Alors sa large poitrine battait avec force, son cœur éclatait, ses narines frémissaient en aspirant les parfums capiteux des pins et des cèdres, parfums qui lui semblaient comme une vapeur d’encens offerte au Seigneur ! Son âme exultait. Alors, pour que sa joie ne fût pas seule à se manifester, les bois s’animaient peu à peu, la forêt murmurait doucement, elle parlait, elle priait, elle chantait. Et lorsque le dernier rayon de soleil s’éteignait lentement par delà des monts lointains, la forêt entière frémissait et retentissait d’une vie crépusculaire si admirable, que le missionnaire tombait à genoux, joignait les mains et remerciait Dieu d’un concert aussi magnifique. Tel, après la Création, Adam saisi d’admiration et de joie dut se prosterner pour remercier le Créateur des choses si belles dont il l’avait fait le maître !

Et tout le temps qu’il restait assez de jour pour lui permettre de voir, Jean de Brébeuf ne se lassait pas d’admirer ce puissant décor, cette nature sauvage qui durant des siècles avait paru défier la civilisation.

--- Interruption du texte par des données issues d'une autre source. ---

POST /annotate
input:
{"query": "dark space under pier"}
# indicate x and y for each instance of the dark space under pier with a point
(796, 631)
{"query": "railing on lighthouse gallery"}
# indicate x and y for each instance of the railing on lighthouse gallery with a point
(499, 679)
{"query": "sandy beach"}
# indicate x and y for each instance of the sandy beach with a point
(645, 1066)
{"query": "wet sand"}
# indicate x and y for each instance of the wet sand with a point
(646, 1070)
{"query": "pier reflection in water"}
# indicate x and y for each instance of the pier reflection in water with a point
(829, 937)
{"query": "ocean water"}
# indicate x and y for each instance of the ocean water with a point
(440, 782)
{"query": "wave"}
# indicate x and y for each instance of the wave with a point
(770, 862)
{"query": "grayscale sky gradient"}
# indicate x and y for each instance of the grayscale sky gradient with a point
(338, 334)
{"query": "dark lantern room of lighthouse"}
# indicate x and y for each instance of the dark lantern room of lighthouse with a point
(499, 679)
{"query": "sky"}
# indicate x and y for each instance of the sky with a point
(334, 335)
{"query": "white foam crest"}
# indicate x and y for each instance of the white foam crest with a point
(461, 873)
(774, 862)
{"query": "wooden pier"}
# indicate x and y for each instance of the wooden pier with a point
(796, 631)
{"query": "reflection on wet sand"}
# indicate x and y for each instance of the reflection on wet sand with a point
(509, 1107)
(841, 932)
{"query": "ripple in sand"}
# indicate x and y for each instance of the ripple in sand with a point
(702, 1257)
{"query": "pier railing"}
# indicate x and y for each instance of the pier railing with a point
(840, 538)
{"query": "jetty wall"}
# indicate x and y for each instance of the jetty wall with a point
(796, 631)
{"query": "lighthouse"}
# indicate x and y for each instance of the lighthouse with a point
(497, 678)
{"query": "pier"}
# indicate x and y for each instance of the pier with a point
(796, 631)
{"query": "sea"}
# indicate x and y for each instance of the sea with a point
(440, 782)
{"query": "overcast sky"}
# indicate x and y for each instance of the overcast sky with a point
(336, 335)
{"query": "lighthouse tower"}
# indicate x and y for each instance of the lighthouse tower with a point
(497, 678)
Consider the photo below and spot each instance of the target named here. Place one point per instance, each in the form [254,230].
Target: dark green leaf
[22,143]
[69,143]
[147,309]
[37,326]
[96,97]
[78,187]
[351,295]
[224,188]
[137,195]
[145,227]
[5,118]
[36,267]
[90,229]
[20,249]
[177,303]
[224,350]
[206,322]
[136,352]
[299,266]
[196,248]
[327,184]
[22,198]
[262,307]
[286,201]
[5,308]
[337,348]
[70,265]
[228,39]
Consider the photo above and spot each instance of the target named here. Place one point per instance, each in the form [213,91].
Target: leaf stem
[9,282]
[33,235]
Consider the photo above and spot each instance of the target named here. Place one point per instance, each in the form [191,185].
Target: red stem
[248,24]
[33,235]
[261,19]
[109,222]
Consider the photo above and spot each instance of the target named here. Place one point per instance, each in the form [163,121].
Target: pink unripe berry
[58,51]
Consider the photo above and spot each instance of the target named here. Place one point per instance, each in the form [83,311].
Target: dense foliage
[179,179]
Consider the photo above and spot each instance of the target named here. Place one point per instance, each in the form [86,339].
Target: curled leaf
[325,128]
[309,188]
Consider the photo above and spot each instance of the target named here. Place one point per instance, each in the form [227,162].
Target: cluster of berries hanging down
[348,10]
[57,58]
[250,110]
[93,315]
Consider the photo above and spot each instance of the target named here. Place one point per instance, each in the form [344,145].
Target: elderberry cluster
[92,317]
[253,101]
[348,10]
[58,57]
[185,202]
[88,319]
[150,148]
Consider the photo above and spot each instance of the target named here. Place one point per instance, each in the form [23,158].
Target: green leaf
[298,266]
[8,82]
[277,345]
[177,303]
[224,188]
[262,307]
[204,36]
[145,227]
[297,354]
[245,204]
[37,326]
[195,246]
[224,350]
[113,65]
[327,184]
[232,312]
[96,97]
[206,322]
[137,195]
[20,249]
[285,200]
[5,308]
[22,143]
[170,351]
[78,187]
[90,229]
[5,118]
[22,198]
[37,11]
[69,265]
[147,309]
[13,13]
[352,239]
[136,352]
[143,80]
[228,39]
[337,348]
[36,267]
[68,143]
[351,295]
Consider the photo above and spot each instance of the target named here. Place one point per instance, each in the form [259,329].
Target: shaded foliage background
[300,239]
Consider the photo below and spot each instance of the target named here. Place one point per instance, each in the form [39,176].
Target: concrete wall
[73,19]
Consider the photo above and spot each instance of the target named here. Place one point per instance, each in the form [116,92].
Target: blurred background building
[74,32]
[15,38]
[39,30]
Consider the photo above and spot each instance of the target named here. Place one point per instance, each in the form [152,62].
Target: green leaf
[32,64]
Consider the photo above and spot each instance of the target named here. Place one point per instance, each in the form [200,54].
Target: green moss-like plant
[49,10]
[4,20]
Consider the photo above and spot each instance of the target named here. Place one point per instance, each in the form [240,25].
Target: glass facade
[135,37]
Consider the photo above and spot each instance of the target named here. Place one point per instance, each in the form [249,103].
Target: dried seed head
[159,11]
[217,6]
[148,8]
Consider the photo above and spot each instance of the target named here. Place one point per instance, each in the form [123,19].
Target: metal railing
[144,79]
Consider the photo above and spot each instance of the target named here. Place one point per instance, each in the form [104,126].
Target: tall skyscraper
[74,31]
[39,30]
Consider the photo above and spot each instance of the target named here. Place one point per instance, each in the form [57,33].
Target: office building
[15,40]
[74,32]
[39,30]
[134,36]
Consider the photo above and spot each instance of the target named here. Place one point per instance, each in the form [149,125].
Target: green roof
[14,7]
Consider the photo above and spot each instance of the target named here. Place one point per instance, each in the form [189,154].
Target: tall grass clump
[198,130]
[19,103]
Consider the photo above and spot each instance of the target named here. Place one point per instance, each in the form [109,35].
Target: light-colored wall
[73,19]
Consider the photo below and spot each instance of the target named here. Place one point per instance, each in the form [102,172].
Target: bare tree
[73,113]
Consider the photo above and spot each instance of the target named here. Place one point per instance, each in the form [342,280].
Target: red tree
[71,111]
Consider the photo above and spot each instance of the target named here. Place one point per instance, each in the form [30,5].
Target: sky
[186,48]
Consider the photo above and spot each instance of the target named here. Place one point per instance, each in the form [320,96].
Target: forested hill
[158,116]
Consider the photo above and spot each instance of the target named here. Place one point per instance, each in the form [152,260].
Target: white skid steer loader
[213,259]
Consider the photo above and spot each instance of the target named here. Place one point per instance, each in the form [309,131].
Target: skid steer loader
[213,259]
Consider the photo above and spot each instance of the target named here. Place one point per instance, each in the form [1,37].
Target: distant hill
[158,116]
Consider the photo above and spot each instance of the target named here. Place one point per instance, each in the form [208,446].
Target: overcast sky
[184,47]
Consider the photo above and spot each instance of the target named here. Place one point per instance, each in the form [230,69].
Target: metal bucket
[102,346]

Aux premiers découvreurs européens ces forêts avaient semblé inabordables, c’étaient des géants auxquels il eût été fou de s’attaquer ; pourtant ces missionnaires étaient venus, doux et paisibles, et les géants avaient livré passage, les monts s’étaient inclinés devant eux, les fleuves et les lacs n’avaient pas résisté. Ils y avaient trouvé d’incalculables richesses pour Dieu comme d’immenses richesses pour les hommes, et ils avaient exploité les unes et les autres. À une époque où les moyens manquaient totalement ils avaient réussi à accomplir des prodiges, qui étonnent de nos jours encore et qui étonneront bien des siècles à venir.

L’œuvre de ces grands missionnaires était d’autant plus sujette à l’admiration et à l’étonnement qu’elle avait paru impossible au reste des mortels. Eux ne s’étaient pas étonnés de leurs propres prodiges, parce que, serviteurs de Dieu, ils avaient obéi à son ordre et marché avec sa puissance. Leur œuvre était l’œuvre de ce Dieu qu’ils aimaient et servaient, et ils avaient aimé cette œuvre pour en supporter toutes les difficultés, les misères et les souffrances. En elle ils avaient d’abord trouvé leur première récompense : l’amour même de leur œuvre. Et n’est-ce pas la meilleure récompense de tout ouvrier d’aimer et d’admirer ce qu’il a accompli. Oui, l’amour du travail fait voilà bien la première rétribution du travailleur, car ce qu’il a fait, bâti, construit est devenu partie de lui-même. Ce sont ses sueurs, c’est son souffle, c’est sa pensée qui a agi, et c’est son amour qui a stimulé la pensée, et le cœur de l’homme s’attache tellement à l’œuvre qu’ont accomplie ses facultés ou physiques ou intellectuelles, qu’il ne s’en sépare jamais sans un intense regret.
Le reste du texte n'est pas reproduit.